Concrete's sustainable attributes focus of NYC conferences

This concept for a bone-like concrete bridge spanning New York’s East River was one of several conceptual approaches to bridges presented by architect and engineer Mark Mimram during last month’s Concrete Reborn conference in New York. Mimram’s idea is that bridges can be more than just transportation links between two bodies of land. They can serve as fully inhabitable structures where the horizontal aspect replaces the vertical.
         

Nearly 100 architects, engineers, and invited journalists from the U.S., France, China, Poland, Canada, and elsewhere around the world convened in New York City in early October to discuss the role of concrete in green construction and innovative design.
    
Rendering depicts view from within Mimram's inhabitable bridge concept
             
“Concrete Reborn” kicked off October 1 at the Museum of Arts and Design, which had just reopened to the public after a five-year remodeling. This was followed by a three-day conference at Columbia University entitled “Solid States: Changing Times for Concrete,” Columbia's second such annual conference on architecture, engineering, and materials.




Architect and engineer Mark Mimram discussed the outcomes of his recent research in his keynote address at Concrete Reborn.

Reflecting on the role of infrastructure in city planning, Mimram presented conceptual approaches to bridges (video) designed in Paris, Shanghai, New York, and Moscow that were to be more than just transportation links between two bodies of land. Instead Mimram offered towers in the form of inhabitable structures where the horizontal aspect replaces the vertical. “We can look at megastructure as a tool to share the landscape of the city,” said Mimram.

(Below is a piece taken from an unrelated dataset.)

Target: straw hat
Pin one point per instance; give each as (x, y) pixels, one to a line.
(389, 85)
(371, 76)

All were designed to be built using ultra-high-performance, fiber-reinforced concrete. One in particular, the New York accommodating bridge, featured a bone-like structure that crossed the East River with a girder structure around a central core bearing and supporting a grill, the cavities of which were to be inhabited.

French architect Rudy Ricciotti discussed his La Villa Navarra, an art gallery built into a hillside in Var, France; it is only accessible to visitors via the Internet. The gallery features a 40-meter-wide precast-concrete roof that cantilevers nearly eight meters despite a thickness that gradually tapers to just three centimeters at the edges.

Keynoting the conference at Columbia was architect and Columbia professor Steven Holl, who discussed several of his well-known and current projects, including his concrete exoskeleton student residence at the Massachusetts Institute of Technology and his addition to the Nelson-Atkins Museum of Art in Kansas City, Mo. “I've used a lot of concrete, but I've never started with concrete,” said Holl. “I start with an idea.”

While the overall theme of all the presentations was what Columbia School of Architecture, Planning and Preservation Dean Mark Wigley called “the highest aspirations for concrete,” underlying the work was the recent technological strides made with concrete.

Thanks to scientific research and advances in manufacturing, “Concrete is no longer heavy, cold, or even always grey,” said Bruno Lafont, chair and CEO of French materials producer Lafarge Group, which sponsored both events. “Concrete today is beautiful and lively, and enables architectural feats that until now were inconceivable.” He gave as an example his firm's Chronolia, which can be stripped of its forms just four hours after pouring.